I had forgotten about one endearing aspect of home ownership: Since property transactions are matters of public record – there are advertising groups who scour those records with incredible efficiency in order to send out official looking letters offering products for your mortgage or house. I don’t mind the contractors who spend their marketing time sending a business card and a “welcome to the neighborhood, if you need plumbing done, just give a call,” letter. That actually strikes me as pretty smart. In fact, my company does something similar with recipients of bioinformatics grants from the NSF and NIH.

Others are a bit more insidious. They arrive on vaguely official stationary and include my full name, the amount of my loan, and various details to give the impression that the letter is sponsored by my bank. At the top are words like “Official Mortgage Document. Complete and return immediately!”

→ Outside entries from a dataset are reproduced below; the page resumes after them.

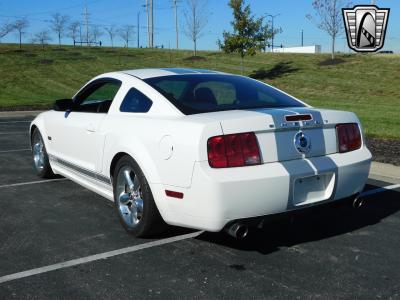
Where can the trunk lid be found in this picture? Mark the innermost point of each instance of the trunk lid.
(288, 134)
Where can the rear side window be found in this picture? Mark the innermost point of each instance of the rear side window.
(135, 102)
(200, 93)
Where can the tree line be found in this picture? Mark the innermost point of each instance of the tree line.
(62, 27)
(249, 33)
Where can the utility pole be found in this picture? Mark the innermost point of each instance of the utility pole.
(272, 24)
(86, 16)
(152, 23)
(138, 33)
(176, 24)
(148, 23)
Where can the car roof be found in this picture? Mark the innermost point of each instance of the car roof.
(151, 73)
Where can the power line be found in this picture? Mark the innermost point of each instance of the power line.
(86, 17)
(176, 24)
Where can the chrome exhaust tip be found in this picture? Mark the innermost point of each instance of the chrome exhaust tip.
(237, 230)
(358, 202)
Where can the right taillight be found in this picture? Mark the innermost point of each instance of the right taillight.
(349, 137)
(233, 150)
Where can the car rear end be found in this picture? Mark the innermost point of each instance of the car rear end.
(259, 151)
(270, 161)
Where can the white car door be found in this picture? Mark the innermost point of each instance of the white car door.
(77, 140)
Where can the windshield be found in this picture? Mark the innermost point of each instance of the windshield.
(200, 93)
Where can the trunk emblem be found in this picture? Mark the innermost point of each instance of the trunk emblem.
(302, 142)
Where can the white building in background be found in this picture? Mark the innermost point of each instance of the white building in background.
(305, 49)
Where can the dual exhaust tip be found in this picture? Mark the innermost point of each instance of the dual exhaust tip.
(357, 202)
(239, 230)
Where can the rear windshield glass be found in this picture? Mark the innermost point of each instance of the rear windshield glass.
(200, 93)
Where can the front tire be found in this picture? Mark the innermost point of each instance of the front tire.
(40, 157)
(133, 200)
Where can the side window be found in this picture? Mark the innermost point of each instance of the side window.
(136, 102)
(264, 97)
(98, 97)
(215, 92)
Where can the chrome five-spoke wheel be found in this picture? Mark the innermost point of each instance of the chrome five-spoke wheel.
(38, 152)
(129, 197)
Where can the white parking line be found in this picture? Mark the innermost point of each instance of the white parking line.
(32, 182)
(380, 190)
(16, 150)
(135, 248)
(95, 257)
(13, 122)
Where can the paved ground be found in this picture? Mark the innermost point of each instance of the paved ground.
(338, 253)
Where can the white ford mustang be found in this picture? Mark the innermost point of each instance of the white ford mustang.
(199, 149)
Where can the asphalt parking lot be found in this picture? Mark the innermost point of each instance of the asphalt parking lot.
(58, 240)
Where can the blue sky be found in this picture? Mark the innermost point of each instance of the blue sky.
(120, 12)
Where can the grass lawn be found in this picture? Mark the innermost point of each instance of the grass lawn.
(366, 84)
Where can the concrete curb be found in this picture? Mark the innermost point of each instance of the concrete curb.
(19, 114)
(385, 172)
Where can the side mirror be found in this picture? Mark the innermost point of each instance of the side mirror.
(62, 105)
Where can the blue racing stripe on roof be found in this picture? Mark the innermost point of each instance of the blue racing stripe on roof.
(180, 70)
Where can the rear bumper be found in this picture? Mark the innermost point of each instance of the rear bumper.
(219, 196)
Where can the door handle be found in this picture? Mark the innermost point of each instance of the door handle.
(90, 128)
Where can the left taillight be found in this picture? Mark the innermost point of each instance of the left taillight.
(349, 137)
(233, 150)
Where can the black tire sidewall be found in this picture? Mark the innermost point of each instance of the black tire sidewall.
(46, 172)
(151, 220)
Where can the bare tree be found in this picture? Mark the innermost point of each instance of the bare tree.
(58, 25)
(126, 33)
(73, 30)
(328, 17)
(5, 29)
(20, 26)
(195, 20)
(111, 31)
(42, 37)
(95, 33)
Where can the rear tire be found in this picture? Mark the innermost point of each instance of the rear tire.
(40, 157)
(133, 200)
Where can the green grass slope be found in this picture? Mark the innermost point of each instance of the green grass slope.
(366, 84)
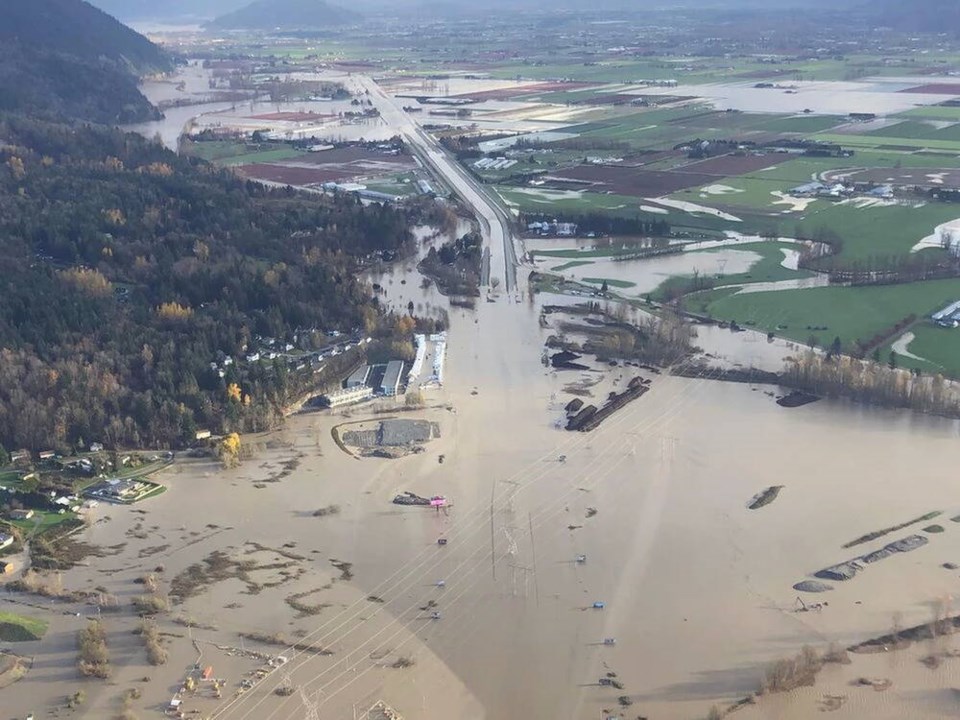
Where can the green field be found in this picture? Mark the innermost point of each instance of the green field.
(227, 152)
(875, 141)
(873, 231)
(850, 313)
(18, 628)
(940, 347)
(802, 123)
(768, 268)
(754, 193)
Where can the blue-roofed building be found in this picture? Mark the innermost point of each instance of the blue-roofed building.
(390, 385)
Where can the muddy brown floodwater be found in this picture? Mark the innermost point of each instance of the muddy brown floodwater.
(696, 588)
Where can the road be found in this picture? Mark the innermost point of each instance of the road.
(494, 222)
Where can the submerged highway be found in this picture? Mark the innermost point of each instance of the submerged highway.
(495, 225)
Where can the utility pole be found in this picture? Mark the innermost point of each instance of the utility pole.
(533, 547)
(493, 554)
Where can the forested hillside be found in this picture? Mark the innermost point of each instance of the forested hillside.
(126, 270)
(67, 58)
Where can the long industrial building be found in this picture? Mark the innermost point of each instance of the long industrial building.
(347, 397)
(359, 377)
(391, 378)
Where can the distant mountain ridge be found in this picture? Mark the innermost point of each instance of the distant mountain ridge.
(171, 10)
(286, 14)
(939, 16)
(67, 58)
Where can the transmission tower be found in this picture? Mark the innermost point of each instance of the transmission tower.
(311, 707)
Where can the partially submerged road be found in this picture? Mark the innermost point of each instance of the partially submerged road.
(494, 222)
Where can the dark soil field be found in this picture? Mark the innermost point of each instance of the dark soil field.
(729, 165)
(337, 165)
(521, 90)
(286, 175)
(632, 181)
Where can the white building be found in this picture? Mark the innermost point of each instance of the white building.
(391, 378)
(348, 396)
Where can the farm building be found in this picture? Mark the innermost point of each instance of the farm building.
(347, 396)
(949, 316)
(390, 384)
(359, 377)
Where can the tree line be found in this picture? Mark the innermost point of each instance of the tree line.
(128, 270)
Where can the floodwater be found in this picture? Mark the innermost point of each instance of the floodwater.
(647, 274)
(697, 589)
(820, 97)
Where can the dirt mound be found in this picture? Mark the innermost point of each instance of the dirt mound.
(812, 586)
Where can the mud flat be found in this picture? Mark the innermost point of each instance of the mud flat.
(655, 493)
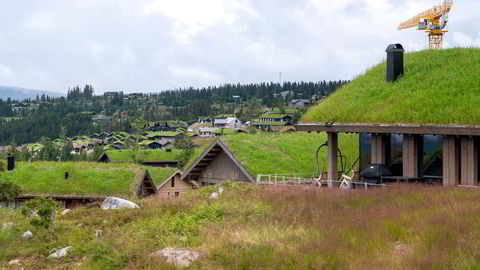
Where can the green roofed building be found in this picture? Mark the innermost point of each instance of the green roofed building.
(425, 126)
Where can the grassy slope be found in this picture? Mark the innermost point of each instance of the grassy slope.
(84, 178)
(269, 153)
(272, 228)
(440, 87)
(145, 155)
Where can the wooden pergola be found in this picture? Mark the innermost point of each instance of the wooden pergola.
(460, 147)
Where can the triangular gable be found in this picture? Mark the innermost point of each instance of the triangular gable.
(104, 158)
(146, 186)
(227, 151)
(169, 179)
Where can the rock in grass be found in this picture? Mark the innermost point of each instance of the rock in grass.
(214, 195)
(15, 262)
(8, 225)
(60, 253)
(178, 257)
(27, 235)
(66, 211)
(117, 203)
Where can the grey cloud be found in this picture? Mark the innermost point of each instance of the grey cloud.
(115, 45)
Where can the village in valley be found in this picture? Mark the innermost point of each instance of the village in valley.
(380, 171)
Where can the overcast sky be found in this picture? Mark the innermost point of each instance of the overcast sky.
(152, 45)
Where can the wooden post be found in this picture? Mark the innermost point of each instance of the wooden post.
(412, 155)
(469, 161)
(332, 158)
(378, 148)
(451, 161)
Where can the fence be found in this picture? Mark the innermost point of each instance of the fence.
(309, 179)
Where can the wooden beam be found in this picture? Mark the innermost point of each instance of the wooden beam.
(378, 148)
(391, 129)
(451, 161)
(469, 161)
(332, 157)
(412, 155)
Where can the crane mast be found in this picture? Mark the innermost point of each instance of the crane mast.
(433, 22)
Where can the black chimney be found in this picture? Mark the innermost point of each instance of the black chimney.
(10, 162)
(394, 62)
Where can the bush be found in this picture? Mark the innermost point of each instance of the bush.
(45, 209)
(9, 191)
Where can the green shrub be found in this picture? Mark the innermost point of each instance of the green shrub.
(45, 209)
(9, 191)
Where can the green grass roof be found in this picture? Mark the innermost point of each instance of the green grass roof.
(270, 123)
(439, 87)
(163, 134)
(283, 153)
(273, 115)
(129, 155)
(85, 178)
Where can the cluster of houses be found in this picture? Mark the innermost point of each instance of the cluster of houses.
(228, 124)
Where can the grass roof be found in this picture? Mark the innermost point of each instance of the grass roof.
(129, 155)
(85, 178)
(439, 87)
(283, 153)
(163, 133)
(273, 115)
(270, 123)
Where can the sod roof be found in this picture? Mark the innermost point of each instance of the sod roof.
(440, 87)
(283, 153)
(85, 178)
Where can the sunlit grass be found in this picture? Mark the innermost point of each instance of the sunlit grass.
(439, 87)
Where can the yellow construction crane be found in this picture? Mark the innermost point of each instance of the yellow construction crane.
(433, 21)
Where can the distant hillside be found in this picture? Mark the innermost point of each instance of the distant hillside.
(18, 93)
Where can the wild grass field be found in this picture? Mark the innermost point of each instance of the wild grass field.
(85, 178)
(439, 87)
(258, 227)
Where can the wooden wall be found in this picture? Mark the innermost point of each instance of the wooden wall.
(221, 169)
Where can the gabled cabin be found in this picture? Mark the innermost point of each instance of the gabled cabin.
(174, 187)
(146, 186)
(104, 158)
(216, 165)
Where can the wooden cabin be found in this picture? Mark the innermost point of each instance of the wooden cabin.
(174, 187)
(216, 165)
(146, 186)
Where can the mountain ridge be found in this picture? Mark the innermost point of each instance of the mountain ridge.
(19, 93)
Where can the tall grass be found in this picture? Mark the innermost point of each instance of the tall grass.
(253, 227)
(439, 87)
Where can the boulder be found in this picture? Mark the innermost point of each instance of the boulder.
(8, 225)
(15, 262)
(27, 235)
(60, 253)
(66, 211)
(178, 257)
(117, 203)
(214, 195)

I’ve written a little response that sums up my feelings on the matter:

To Whom it May Concern,

I recently received your mailing about an “Affordable Mortgage Protection Program.” I assume that you obtained my name and address from the public records of property sales. While your advertisement claims that “[it] is not a solicitation,” it most certainly is. Even if you, yourself, are not a “licensed insurance agent,” you are working on their behalf to gather information about my family and attempt to sell something to us. Therefore, this letter applies to you and all of those associates.

I hereby instruct you, your associates, and your affiliates to cease sending me your unsolicited advertising at the above address. We have no pre-existing business relationship. Please remove me from all of your mailing and contact lists.

The fact that you baldly lie on the sheet of paper you sent goes beyond poor marketing for your products or professionals you represent. It is a case of false advertizing and perhaps mail fraud. I am therefore inspired to report you to the better business bureau and the national authorities for mail fraud. However I notice that you did not include any identifying information on the letter itself. This led me to believe that I was on the right track by turning you in.

You protect yourself behind a pair of PO boxes, one on the return address from the envelope you sent, and another on your “Business Reply Mail” envelope. Those two PO boxes, plus the prepaid business postage account on your envelope, should be more than sufficient for the authorities to begin their work. I’m writing you as a courtesy, prior to beginning the formal complaint and criminal report process.